LAS VEGAS, 2 décembre : L’unité de cloud computing AWS d’Amazon.com a annoncé mardi qu’elle inclurait les technologies clés de Nvidia dans les futures générations de ses puces informatiques d’intelligence artificielle, alors que la société intensifie ses efforts pour inciter les principaux clients de l’IA à utiliser ses services.
AWS (Amazon Web Services) a annoncé que sa future puce, baptisée Trainium4, embarquera une technologie baptisée NVLink Fusion. La date de sortie n’a pas été divulguée. La technologie NVLink permet des connexions à haut débit entre différents types de puces et constitue l’un des joyaux de Nvidia.
Les sociétés ont fait cette annonce dans le cadre de la conférence annuelle d’une semaine sur le cloud computing d’AWS, qui attire environ 60 000 personnes à Las Vegas.
Nvidia conclut des accords avec d’autres sociétés de puces pour adopter sa technologie NVLink, avec la participation d’Intel, de Qualcomm et désormais d’AWS.
Cette technologie aide AWS à créer des serveurs d’IA à grande échelle capables de se reconnaître et de communiquer rapidement entre eux. Il s’agit d’un facteur clé lors de la formation de modèles d’IA à grande échelle qui nécessitent d’assembler des milliers de machines. Dans le cadre du partenariat Nvidia, les clients auront accès à ce qu’AWS appelle AI Factory, une infrastructure d’IA dédiée au sein de ses propres centres de données pour augmenter la vitesse et la réactivité.
« Ensemble, Nvidia et AWS construisent la structure informatique pour la révolution industrielle de l’IA, en apportant l’IA avancée à chaque entreprise dans chaque pays et en accélérant la voie vers l’intelligence mondiale », a déclaré le PDG de Nvidia, Jensen Huang, dans un communiqué.
Par ailleurs, Amazon a annoncé le déploiement de nouveaux serveurs basés sur une puce appelée Trainium3. Les nouveaux serveurs lancés mardi disposent chacun de 144 puces et ont une puissance de calcul plus de quatre fois supérieure et consomment 40 % d’énergie en moins que la génération précédente d’IA d’AWS, a déclaré à Reuters Dave Brown, vice-président des services de calcul et d’apprentissage automatique d’AWS.
Brown n’a pas fourni de chiffres absolus sur les capacités ou les performances, mais a déclaré qu’AWS visait à rivaliser avec ses concurrents, dont Nvidia, sur la base du prix.
« Nous devons leur prouver que nous disposons d’un produit qui offre les performances dont ils ont besoin et qui est au bon prix afin qu’ils puissent bénéficier de ce rapport qualité-prix », a déclaré Brown. « Pour qu’ils puissent dire : ‘Oh ouais, c’est la puce que je veux utiliser.' »
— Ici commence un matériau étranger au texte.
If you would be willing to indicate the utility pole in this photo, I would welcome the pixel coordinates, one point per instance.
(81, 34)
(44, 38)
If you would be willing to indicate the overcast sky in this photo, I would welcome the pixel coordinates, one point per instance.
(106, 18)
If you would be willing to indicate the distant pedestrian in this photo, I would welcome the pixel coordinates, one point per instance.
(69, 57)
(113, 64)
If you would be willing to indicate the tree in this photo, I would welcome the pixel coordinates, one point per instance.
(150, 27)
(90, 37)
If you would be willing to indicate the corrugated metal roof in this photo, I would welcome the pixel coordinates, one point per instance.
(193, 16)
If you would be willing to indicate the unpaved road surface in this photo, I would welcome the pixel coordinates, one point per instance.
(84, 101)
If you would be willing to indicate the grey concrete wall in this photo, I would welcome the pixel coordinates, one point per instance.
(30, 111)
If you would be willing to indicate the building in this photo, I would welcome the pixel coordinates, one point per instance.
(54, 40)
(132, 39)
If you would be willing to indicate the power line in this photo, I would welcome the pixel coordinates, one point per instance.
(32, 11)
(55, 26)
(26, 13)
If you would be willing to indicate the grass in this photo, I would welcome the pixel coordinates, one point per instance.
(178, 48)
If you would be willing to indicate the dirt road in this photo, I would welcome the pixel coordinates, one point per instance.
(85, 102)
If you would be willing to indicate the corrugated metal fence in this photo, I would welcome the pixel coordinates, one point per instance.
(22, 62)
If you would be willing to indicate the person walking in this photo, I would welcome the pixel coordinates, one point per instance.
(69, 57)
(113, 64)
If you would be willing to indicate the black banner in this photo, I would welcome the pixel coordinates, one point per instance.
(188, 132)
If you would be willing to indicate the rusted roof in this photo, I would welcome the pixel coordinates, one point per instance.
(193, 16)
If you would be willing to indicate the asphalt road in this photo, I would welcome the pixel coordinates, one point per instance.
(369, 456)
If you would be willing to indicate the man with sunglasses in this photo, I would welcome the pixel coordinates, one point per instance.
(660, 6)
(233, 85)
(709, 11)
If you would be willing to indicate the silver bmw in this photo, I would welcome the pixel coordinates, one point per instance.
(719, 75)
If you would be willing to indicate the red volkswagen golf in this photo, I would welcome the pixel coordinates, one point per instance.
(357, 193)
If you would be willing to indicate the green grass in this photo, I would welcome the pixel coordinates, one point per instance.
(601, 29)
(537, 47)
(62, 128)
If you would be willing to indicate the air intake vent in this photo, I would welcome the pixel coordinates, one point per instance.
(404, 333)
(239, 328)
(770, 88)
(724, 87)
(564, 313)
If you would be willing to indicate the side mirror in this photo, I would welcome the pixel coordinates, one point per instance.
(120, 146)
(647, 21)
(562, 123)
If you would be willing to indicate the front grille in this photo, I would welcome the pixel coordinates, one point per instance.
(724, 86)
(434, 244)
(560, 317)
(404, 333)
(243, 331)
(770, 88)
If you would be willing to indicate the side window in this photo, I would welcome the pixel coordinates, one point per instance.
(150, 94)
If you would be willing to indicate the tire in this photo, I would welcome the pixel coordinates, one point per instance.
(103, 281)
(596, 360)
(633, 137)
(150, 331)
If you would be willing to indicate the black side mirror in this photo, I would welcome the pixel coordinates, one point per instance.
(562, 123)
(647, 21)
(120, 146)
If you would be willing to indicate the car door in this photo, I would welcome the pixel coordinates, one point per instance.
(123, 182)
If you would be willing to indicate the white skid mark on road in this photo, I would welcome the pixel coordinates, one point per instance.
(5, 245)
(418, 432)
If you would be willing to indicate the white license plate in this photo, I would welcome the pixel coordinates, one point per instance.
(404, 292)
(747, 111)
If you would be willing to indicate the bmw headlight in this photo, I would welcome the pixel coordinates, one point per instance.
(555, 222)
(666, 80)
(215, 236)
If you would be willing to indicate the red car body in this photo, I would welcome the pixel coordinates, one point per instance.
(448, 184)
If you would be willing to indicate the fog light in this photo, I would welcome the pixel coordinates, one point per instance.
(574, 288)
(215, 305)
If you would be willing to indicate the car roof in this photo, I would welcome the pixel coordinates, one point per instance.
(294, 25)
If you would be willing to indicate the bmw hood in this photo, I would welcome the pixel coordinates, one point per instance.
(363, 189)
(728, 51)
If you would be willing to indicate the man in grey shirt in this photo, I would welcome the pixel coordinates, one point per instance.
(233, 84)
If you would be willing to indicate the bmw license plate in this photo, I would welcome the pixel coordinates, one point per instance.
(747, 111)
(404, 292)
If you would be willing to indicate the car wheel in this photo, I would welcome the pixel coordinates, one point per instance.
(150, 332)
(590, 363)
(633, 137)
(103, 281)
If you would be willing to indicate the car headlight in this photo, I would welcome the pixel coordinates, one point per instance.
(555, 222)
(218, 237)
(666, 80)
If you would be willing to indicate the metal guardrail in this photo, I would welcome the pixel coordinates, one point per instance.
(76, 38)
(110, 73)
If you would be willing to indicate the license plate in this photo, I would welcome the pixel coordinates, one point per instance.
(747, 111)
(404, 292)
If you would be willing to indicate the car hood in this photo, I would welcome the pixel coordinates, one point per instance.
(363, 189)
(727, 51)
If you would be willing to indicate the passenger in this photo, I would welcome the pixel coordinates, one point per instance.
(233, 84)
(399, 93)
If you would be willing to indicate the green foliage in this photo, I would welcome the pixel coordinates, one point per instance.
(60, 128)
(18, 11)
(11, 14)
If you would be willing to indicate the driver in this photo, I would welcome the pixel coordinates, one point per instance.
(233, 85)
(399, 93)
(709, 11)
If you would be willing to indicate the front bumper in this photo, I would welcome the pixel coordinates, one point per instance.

La société a également annoncé mardi une nouvelle version de son modèle d’IA connue sous le nom de Nova. Amazon affirme que Nova 2 est plus rapide et plus réactif et comprend une version appelée Nova qui peut répondre avec des images, du texte en texte et des invites d’image, audio et vidéo. Un autre robot, appelé Sonic, peut répondre aux invites vocales avec une sortie vocale, que le PDG d’AWS, Matt Garman, a qualifié de « semblable à un humain » dans son discours.
Amazon a eu du mal à faire accepter Nova par rapport à des concurrents tels que ChatGPT d’OpenAI, Claude d’Anthropic et Gemini de Google. Pourtant, Amazon a vu ses revenus AWS augmenter de 20 % au cours du dernier trimestre, en grande partie grâce à ses services de cloud computing et d’infrastructure d’IA.
Lors de la conférence AWS de Las Vegas, Amazon a également présenté un service appelé Nova Forge qui permet aux entreprises de créer leurs propres modèles d’IA à l’aide des données saisies. « Cela nous permet de créer des modèles qui comprennent en profondeur les informations sans oublier les informations de base qui y ont été formées », a déclaré Garman.
L’action Amazon a augmenté de 0,9% à 235,98 $ mardi midi.